Thank you for the details on the bug find!! I had the same issue and was able to resolve by adding the virtual domain attribute and then removing it. Funny how it doesn't even work with that attribute set, but you need to do it to get the rest working.
Thx Heaps for your comment. I was fiddling around with the attributes for about 4 hours before I found this post. I followed your tip and it worked perfectly! Now I've got to do the same for the WLCs!
"If you move this rule up it will work, i got around having to move it by excluding WCS as i stating in my earlier post"
I got TACACS on WLC tpo work but only by moving it up to the top. However when I do this it breaks TACACS for my switches, firewalls e.t.c. Can you elaborate on how you got it to work by "exluding the WCS" ?

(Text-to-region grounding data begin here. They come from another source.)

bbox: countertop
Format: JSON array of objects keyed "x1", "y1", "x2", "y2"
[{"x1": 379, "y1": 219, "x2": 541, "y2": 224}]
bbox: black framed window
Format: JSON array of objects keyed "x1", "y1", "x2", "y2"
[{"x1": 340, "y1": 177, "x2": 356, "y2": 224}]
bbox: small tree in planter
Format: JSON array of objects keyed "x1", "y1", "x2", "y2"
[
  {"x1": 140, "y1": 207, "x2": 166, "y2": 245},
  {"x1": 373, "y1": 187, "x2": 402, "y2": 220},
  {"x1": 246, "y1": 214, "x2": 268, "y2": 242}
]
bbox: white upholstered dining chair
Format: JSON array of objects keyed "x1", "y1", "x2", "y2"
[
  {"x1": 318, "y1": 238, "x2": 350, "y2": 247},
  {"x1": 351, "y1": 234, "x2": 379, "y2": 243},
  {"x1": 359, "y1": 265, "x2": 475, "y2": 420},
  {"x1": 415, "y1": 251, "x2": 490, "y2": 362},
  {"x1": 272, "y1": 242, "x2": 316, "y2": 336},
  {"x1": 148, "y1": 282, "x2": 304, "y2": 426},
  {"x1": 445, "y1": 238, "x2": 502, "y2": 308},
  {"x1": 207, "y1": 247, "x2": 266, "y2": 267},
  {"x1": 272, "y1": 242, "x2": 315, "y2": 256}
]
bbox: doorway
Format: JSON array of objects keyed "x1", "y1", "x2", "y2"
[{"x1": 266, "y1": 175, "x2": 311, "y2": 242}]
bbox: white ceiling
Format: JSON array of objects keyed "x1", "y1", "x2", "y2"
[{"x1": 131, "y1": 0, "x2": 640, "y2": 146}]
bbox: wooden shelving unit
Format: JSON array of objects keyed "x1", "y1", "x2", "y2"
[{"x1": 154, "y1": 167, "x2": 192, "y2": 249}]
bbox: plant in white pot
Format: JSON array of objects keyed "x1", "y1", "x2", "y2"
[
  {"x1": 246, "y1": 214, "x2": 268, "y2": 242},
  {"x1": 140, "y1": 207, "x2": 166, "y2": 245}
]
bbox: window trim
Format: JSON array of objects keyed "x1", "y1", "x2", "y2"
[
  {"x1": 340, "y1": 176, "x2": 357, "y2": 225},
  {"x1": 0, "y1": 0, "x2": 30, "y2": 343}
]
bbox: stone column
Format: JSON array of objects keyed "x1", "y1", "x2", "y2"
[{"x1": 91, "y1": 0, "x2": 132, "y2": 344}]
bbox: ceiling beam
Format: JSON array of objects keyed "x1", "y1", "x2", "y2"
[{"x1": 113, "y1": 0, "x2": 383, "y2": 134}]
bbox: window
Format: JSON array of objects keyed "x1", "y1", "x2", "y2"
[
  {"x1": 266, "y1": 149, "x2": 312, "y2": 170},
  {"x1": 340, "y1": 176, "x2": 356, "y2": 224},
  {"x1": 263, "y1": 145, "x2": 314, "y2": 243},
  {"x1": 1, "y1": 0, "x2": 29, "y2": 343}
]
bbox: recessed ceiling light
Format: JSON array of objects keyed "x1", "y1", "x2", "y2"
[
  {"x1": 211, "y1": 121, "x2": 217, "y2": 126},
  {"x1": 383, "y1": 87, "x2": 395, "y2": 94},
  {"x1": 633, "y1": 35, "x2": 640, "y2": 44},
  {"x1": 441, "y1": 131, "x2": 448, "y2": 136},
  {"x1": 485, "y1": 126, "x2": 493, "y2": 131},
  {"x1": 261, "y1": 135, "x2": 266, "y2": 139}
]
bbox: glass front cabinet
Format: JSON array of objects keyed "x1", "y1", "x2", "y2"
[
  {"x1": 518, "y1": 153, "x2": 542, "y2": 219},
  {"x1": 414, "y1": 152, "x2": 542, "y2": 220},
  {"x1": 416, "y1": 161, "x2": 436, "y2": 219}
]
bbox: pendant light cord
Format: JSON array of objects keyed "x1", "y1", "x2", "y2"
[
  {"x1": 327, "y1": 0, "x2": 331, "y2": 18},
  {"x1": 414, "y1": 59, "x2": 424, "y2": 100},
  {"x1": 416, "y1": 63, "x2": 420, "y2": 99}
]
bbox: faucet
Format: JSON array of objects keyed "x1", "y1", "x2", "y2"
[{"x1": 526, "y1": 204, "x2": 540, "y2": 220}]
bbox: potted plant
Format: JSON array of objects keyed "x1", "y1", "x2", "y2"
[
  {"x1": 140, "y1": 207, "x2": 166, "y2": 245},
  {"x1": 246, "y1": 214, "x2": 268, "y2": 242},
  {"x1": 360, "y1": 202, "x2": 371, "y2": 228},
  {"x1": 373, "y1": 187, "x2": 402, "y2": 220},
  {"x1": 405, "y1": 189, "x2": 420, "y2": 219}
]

I had this same issue with WCS 188.8.131.52 and ACS 184.108.40.206.3, added task41=Virtual Domain Management but
had to leave it there for Lobby access to work.
Is there a Cisco Bug id for this?
So WCS 220.127.116.11 has been out awhile, have there been any improvements for using WCS 7.x with ACS 5.2 ? Or do I still need to setup all these taskx= in the ACS server?
CSCsy77385 TACACS and RADIUS custom attribute for Virtual Domain not documented
CSCtc20592 AW: TACACS AAA failing, TACACS users not in Virtual Domain
Documentation does not detail how to add a TACACS+ user into the virtual domain.